The same is true for the UK and Spain, whereas France and Italy are projected to do slightly better. But even they are not performing strongly enough to banish "looming fears of recession" highlighted by Luxembourg Finance Minister Jean-Claude Juncker, who chairs the regular meetings of his eurozone counterparts.
"The economic slowdown will be quite pronounced and longer than initially foreseen," Juncker told MEPs yesterday.
Presenting the latest figures, Joaquin Almunia, the economics and monetary affairs commissioner, described the environment as "difficult and uncertain," saying the ongoing turmoil in financial markets and "the near doubling of energy prices over the same period" certainly "had an impact on the economy".
Speaking at the Parliament's Economics Committee, Jean-Claude Trichet, the president of the European Central Bank, sounded more optimistic, saying "the current episode of weak economic growth is expected to be followed by a gradual recovery".
He seemed more concerned by rising wage pressures in countries such as Germany, where the largest trade union is calling for a 7 to 8% pay rise, urging employers and governments to resist such demands to avoid fuelling further inflationary pressure.
The inflation rate in the eurozone decelerated slightly to 3.8% in August after hitting a record high in July, according to the Commission.
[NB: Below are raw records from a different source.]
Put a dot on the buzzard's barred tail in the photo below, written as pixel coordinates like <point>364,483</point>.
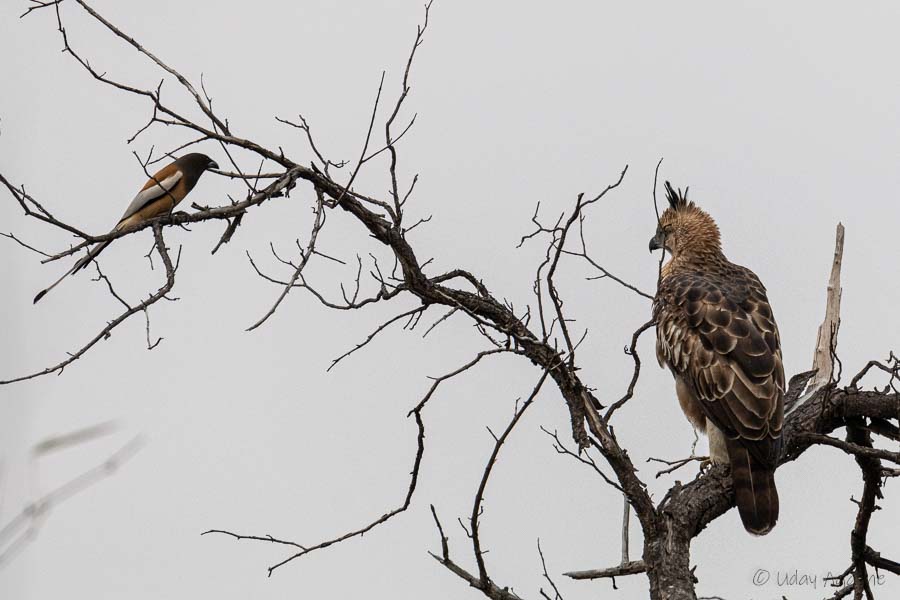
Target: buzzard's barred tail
<point>80,264</point>
<point>754,490</point>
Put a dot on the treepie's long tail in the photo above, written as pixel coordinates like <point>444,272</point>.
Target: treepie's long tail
<point>80,264</point>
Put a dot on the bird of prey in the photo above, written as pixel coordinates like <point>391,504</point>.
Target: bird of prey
<point>160,194</point>
<point>716,333</point>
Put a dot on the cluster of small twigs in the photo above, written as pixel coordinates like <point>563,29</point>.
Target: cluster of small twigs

The evolution of oil and food prices in the coming months would be a crucial factor in eurozone economies' ability to cope with the economic downturn, Trichet said.
Almunia called for the speedy implementation of the road map to help restore stability and confidence in the financial markets, which EU finance ministers agreed to last October (EurActiv 10/10/07) and to continue the consolidation of public finances so as not to increase the burden for future generations.